When using the command shell or terminal in Linux, there are several keyboard shortcuts available to you that perform common functions. Many of these shortcuts are common across many of the different shells, such as bash, csh, ksh or fish. That means you do not have to remember different commands for different shells.
We will see some common keyboard shortcuts or signals that allow you to control processes from the shell. These keyboard shortcuts are actually sending Unix Signals to running processes or thread to notify of an event. There are several different ways to send signals to processes and these are just one way.
In short, Signals are a way of sending notifications to processes and keyboard shortcuts send specific signals to (child) processes with in the shell.
You can use Ctrl+C to kill and exit the currently running process in the shell. This is extremely useful when you need to kill a process because it is misbehaving or is taking too long to complete.
Ctrl+C essentially sends a SIGINT signal from the controlling terminal to the process, causing it to be killed. It is equivalent to using the kill command (or system call) with the process id.
Closely related to Ctrl+C is the Ctrl+\ shortcut. It basically sends the SIGQUIT signal which will the process to terminate and dump core. This is useful when the process or program is misbehaving and you want to find out why. The core dump file can be used to debug the program.
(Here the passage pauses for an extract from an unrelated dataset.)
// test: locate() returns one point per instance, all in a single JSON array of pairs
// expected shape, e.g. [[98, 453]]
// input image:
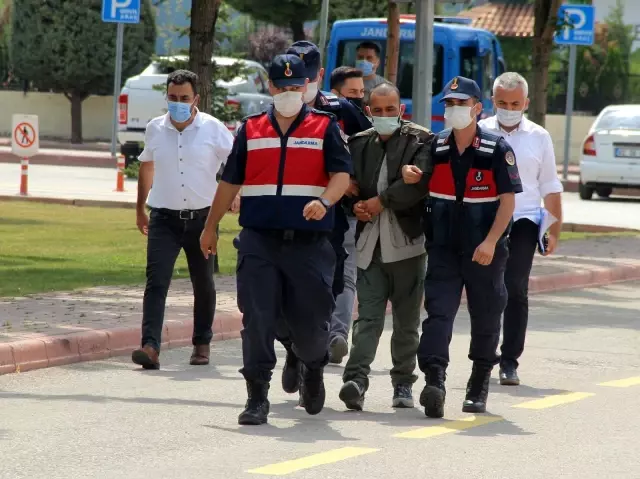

Sometimes you just want to suspend the process and not kill it. Suspending the process will allow you to resume the process at a later time. The keyboard shortcut Ctrl+Z sends the SIGTSTP signal to the process which causes it to suspend its processing or execution for the time being.
You can resume the process later by using the fg command.
The Ctrl+T shortcut is not widely available across all shells or terminals. This is essentially to print out detailed information about the executing process. It is equivalent to the SIGINFO signal being send to the process.
This shortcut works as a way to close the currently executing shell, and logout the user. It sends an EOF marker to the shell, and it will exit the current shell. This is more of a graceful exit to shell or the process compared to the Ctrl+C mentioned above.
If you have logged in as another user or started another child shell from with in the shell, then it will lose the child shell and exit to the parent shell. This is useful when using su to login as super user or another user.
This is an useful shortcut that allows you to clear the screen with out interrupting the executing process. It can be handy when you have multiple processes running on the same terminal spewing out messages to the same stdout.
It leaves the current line at the top of the screen and clears out the rest of it. If you are running a program like vi, then it will clear the screen and redraw the output of the program afresh.
Hitting Tab key while entering command will auto-complete the command or will print out all the available options. Of course, you will need the auto-completion feature enabled for the shell. It is usually enabled by default for most modern shell such as bash or fish. You enter the first few characters of the command and the rest can auto-completed by hitting the Tab key.
Depending on the shell that you are using, you have access to several more shortcuts. Some of them are specific to the shell, while some are rarely needed or used. The above seven shortcuts should be enough for most daily operations and it is the first step towards mastering the command shell in Linux.